MILLER: I don't know. It seems to me that later on at UCSF there was a committee set up, probably by Stone, dealing with this matter. When I say "set up by Stone," I think it was set up by a lot of other people with this fantastic fear of radiation. Sometime there was one set up at UCSF.
HERKEN: Yes, I think this was something called the Human Applications Committee.
MILLER: Yes. You know more about it than I do.
[Textbox: About Consent Forms (April 11, 1995)]

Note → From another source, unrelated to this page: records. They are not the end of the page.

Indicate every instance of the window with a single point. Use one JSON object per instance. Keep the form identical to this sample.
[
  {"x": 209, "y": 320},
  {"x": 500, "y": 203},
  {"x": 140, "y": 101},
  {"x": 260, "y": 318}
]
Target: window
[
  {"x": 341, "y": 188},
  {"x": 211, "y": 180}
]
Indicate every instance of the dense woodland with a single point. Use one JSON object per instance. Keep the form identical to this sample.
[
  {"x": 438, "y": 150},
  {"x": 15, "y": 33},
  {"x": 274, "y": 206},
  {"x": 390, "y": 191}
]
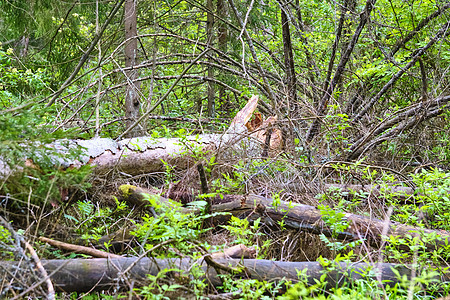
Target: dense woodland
[{"x": 224, "y": 149}]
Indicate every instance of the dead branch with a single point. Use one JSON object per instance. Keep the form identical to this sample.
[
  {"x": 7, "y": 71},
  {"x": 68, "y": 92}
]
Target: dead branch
[
  {"x": 78, "y": 248},
  {"x": 81, "y": 275}
]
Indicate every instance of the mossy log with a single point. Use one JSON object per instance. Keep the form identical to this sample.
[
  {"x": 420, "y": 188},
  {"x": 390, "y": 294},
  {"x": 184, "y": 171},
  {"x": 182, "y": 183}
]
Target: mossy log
[
  {"x": 82, "y": 275},
  {"x": 310, "y": 219}
]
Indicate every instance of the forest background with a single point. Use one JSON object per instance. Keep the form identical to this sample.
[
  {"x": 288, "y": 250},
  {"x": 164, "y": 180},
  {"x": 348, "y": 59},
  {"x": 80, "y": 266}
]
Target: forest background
[{"x": 358, "y": 91}]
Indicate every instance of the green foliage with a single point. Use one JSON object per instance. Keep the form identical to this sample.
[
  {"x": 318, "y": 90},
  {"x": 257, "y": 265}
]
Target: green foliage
[
  {"x": 6, "y": 244},
  {"x": 157, "y": 291}
]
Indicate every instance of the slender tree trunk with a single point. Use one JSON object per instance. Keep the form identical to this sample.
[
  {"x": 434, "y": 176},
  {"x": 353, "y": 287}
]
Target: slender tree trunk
[
  {"x": 210, "y": 39},
  {"x": 132, "y": 103},
  {"x": 222, "y": 38},
  {"x": 323, "y": 105}
]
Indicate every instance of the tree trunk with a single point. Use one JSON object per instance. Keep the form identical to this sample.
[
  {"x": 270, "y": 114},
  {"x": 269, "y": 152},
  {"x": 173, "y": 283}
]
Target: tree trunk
[
  {"x": 222, "y": 37},
  {"x": 289, "y": 62},
  {"x": 82, "y": 275},
  {"x": 132, "y": 103},
  {"x": 210, "y": 40}
]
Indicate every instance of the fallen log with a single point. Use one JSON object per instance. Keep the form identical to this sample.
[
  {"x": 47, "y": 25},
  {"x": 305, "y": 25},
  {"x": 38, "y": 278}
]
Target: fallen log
[
  {"x": 82, "y": 275},
  {"x": 143, "y": 155},
  {"x": 310, "y": 219}
]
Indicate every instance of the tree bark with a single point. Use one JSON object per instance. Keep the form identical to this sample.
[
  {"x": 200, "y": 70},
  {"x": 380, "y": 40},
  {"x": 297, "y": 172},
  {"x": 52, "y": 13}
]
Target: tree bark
[
  {"x": 289, "y": 62},
  {"x": 209, "y": 42},
  {"x": 82, "y": 275},
  {"x": 132, "y": 102}
]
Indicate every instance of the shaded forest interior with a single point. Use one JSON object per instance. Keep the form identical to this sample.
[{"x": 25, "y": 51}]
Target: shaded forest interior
[{"x": 224, "y": 149}]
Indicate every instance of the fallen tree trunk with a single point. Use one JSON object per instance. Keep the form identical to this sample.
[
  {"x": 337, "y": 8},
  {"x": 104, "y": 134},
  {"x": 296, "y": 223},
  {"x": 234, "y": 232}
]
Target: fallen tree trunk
[
  {"x": 307, "y": 218},
  {"x": 82, "y": 275},
  {"x": 142, "y": 155},
  {"x": 310, "y": 219}
]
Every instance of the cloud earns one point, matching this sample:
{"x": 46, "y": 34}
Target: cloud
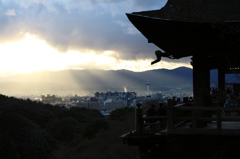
{"x": 10, "y": 12}
{"x": 98, "y": 25}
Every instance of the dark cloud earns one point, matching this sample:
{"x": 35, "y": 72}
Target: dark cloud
{"x": 66, "y": 27}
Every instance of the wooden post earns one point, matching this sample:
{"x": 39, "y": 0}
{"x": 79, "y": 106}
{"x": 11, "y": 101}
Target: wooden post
{"x": 138, "y": 120}
{"x": 170, "y": 116}
{"x": 201, "y": 87}
{"x": 219, "y": 120}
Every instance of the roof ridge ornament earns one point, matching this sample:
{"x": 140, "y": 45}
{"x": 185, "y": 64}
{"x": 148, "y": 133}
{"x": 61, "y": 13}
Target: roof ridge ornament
{"x": 159, "y": 54}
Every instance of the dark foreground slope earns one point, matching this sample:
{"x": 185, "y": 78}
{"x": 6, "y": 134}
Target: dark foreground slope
{"x": 38, "y": 131}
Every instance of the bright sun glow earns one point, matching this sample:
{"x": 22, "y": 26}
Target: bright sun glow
{"x": 33, "y": 54}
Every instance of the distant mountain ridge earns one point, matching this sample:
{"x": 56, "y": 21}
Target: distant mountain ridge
{"x": 99, "y": 80}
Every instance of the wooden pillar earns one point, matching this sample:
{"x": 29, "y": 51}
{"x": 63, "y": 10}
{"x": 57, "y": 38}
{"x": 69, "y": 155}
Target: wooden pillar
{"x": 201, "y": 86}
{"x": 138, "y": 120}
{"x": 221, "y": 87}
{"x": 221, "y": 79}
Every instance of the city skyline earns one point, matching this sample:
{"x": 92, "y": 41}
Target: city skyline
{"x": 41, "y": 35}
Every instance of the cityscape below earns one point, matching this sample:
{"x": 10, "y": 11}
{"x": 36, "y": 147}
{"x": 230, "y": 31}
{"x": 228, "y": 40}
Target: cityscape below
{"x": 106, "y": 101}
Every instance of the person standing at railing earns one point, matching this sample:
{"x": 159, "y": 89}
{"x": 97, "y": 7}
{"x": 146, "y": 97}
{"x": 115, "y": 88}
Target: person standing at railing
{"x": 151, "y": 112}
{"x": 161, "y": 111}
{"x": 227, "y": 104}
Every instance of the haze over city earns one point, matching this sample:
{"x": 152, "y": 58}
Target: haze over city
{"x": 56, "y": 35}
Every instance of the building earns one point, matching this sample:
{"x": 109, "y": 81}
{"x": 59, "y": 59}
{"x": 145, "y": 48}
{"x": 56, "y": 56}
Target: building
{"x": 209, "y": 33}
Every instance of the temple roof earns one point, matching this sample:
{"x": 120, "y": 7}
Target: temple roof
{"x": 192, "y": 27}
{"x": 198, "y": 10}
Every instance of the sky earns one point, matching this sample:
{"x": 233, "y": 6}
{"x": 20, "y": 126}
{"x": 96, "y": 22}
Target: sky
{"x": 54, "y": 35}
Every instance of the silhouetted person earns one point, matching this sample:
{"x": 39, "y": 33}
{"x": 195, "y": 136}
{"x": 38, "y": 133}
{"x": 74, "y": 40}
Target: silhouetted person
{"x": 151, "y": 112}
{"x": 227, "y": 104}
{"x": 161, "y": 111}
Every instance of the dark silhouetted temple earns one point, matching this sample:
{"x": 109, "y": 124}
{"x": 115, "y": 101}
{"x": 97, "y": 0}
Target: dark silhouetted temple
{"x": 208, "y": 31}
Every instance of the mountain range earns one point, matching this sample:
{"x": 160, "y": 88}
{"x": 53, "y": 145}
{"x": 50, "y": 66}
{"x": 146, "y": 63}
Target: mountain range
{"x": 97, "y": 80}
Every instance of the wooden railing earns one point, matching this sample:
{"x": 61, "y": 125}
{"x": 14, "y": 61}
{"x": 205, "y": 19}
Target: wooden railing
{"x": 207, "y": 119}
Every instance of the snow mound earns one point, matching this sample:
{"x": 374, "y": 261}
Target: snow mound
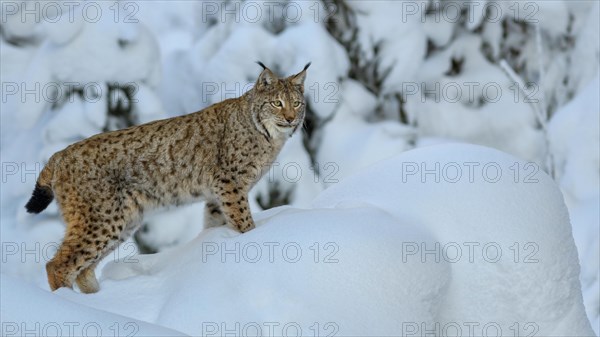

HERKEN: I've not been able to find out very much about it. Ken Scott talks about it in his oral history. He said that at one point he was even the chair of it. He said the way it worked was that some of the physicians would bring names of potential subjects to them, and they would recommend a course of action. I think this ultimately went to the university president. President Sproul was involved in officially approving it before it would come back and experiments would begin. I was going to ask you if you could remember if that sounds true to you.
MILLER: I don't know. I think by the time that got started I was way off on something else. I got off on x-ray movies and physiologic26 studies.
HERKEN: As far as the approval process was concerned, that was something that was handled in Berkeley. You would call up Ken Scott and say, "Send me iodine-131 [(131I)] for use." And the approval process would be handled by the committee.